Penyakit gugur daun, terutama yang dipicu oleh jamur Corynespora cassiicola atau Colletotrichum, juga merupakan masalah serius. Jamur ini menyebabkan daun-daun karet rontok secara prematur dan masif. Defoliasi yang parah menghambat fotosintesis, mengurangi pertumbuhan pohon, dan tentu saja, menurunkan produksi getah secara signifikan.
Dampak ekonomi dari Ancaman Tersembunyi ini sangat besar. Penurunan volume produksi lateks berarti pendapatan petani berkurang drastis. Jika tidak ditangani secara efektif, ini dapat memicu krisis ekonomi di tingkat rumah tangga petani dan berdampak pada seluruh rantai pasok karet di Tabalong.
Penyebaran kedua penyakit ini diperparah oleh iklim tropis Tabalong yang lembap dan curah hujan tinggi, menciptakan kondisi ideal bagi pertumbuhan jamur. Kurangnya pengetahuan petani tentang deteksi dini dan praktik sanitasi yang baik juga mempercepat penyebaran penyakit ini.
Untuk jamur akar putih, penanganan melibatkan pemusnahan pohon yang terinfeksi parah dan aplikasi agens hayati seperti Trichoderma. Pembuatan parit isolasi juga dapat mencegah penyebaran dari pohon ke pohon, menjadi bagian dari strategi melawan Ancaman Tersembunyi ini.
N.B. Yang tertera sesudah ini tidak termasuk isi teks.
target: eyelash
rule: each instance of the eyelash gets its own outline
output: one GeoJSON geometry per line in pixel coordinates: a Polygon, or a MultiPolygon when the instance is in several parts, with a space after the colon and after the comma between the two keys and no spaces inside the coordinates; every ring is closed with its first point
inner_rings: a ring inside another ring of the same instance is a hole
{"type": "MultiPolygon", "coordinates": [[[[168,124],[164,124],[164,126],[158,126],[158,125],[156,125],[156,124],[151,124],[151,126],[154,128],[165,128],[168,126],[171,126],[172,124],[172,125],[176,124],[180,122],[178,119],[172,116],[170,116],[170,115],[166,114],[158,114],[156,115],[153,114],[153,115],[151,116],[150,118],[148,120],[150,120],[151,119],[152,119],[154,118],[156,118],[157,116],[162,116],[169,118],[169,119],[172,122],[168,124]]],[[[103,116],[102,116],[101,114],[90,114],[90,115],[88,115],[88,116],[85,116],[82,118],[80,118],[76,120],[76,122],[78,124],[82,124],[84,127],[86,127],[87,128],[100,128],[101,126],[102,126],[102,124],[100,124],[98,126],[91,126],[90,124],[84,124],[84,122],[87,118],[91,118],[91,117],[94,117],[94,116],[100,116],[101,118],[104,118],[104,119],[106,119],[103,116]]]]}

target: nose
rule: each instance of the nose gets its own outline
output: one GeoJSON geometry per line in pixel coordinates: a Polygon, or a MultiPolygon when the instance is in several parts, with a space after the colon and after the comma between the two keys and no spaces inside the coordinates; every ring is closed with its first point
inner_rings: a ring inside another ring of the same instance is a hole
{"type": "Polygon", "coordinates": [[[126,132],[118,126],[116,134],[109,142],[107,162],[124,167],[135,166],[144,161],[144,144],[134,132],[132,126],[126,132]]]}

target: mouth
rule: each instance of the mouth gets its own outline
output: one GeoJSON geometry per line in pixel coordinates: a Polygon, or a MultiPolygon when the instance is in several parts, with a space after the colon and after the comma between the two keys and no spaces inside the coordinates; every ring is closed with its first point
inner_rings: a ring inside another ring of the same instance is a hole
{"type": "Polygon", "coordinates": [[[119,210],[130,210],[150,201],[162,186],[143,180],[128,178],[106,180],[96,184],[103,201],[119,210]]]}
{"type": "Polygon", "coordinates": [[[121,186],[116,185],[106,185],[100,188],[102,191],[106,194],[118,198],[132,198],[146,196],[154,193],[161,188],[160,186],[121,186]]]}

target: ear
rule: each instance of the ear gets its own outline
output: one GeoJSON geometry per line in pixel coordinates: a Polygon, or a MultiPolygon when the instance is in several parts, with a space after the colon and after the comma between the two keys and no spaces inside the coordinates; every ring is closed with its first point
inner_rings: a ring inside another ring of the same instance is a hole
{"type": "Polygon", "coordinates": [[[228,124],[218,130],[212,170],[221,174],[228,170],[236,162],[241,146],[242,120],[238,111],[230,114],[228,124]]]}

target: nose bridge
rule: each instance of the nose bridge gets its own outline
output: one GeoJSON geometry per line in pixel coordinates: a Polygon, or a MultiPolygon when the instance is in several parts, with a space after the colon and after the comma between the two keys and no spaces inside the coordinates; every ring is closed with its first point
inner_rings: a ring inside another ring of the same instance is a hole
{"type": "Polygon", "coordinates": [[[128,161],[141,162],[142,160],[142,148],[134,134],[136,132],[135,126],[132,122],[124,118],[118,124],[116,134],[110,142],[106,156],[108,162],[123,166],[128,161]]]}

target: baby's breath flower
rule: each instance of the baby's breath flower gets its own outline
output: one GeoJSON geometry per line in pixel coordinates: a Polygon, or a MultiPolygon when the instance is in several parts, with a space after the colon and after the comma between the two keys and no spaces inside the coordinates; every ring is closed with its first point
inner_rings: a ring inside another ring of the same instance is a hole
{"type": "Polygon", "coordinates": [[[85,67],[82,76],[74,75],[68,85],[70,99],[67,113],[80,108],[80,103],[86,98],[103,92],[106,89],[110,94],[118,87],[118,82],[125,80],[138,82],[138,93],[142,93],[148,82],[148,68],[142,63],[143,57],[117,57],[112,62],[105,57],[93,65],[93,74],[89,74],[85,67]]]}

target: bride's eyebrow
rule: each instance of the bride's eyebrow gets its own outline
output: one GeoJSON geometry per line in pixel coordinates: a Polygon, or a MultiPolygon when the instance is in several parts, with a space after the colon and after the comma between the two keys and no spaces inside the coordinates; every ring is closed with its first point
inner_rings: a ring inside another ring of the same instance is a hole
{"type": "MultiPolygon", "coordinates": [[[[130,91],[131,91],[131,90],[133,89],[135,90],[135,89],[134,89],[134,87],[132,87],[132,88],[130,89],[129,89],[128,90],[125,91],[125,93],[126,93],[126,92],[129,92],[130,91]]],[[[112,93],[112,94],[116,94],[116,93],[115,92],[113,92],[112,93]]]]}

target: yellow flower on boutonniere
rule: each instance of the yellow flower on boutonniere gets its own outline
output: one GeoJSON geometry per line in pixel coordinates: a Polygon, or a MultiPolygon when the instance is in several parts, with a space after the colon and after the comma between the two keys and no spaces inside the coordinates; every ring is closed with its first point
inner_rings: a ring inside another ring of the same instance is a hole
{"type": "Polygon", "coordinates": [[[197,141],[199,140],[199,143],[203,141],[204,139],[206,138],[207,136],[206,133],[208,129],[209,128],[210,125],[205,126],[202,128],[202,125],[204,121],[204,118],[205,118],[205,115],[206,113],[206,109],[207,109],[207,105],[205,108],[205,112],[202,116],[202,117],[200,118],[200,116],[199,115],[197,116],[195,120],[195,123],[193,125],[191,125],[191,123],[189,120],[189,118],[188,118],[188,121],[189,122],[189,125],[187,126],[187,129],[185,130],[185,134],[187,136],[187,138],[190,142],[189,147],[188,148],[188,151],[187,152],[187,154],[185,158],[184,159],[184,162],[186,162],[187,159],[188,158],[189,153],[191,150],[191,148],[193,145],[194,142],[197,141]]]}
Sedangkan untuk penyakit gugur daun, strategi penanganannya meliputi pemupukan berimbang untuk meningkatkan imunitas tanaman. Aplikasi fungisida nabati atau kimia (jika diperlukan dan sesuai rekomendasi) serta penanaman varietas karet yang lebih resisten juga bisa menjadi solusi.
Pentingnya kolaborasi antara petani, pemerintah daerah, dan lembaga penelitian tidak bisa diremehkan. Program edukasi, penyuluhan rutin, dan dukungan akses terhadap bibit unggul tahan penyakit harus menjadi prioritas nasional.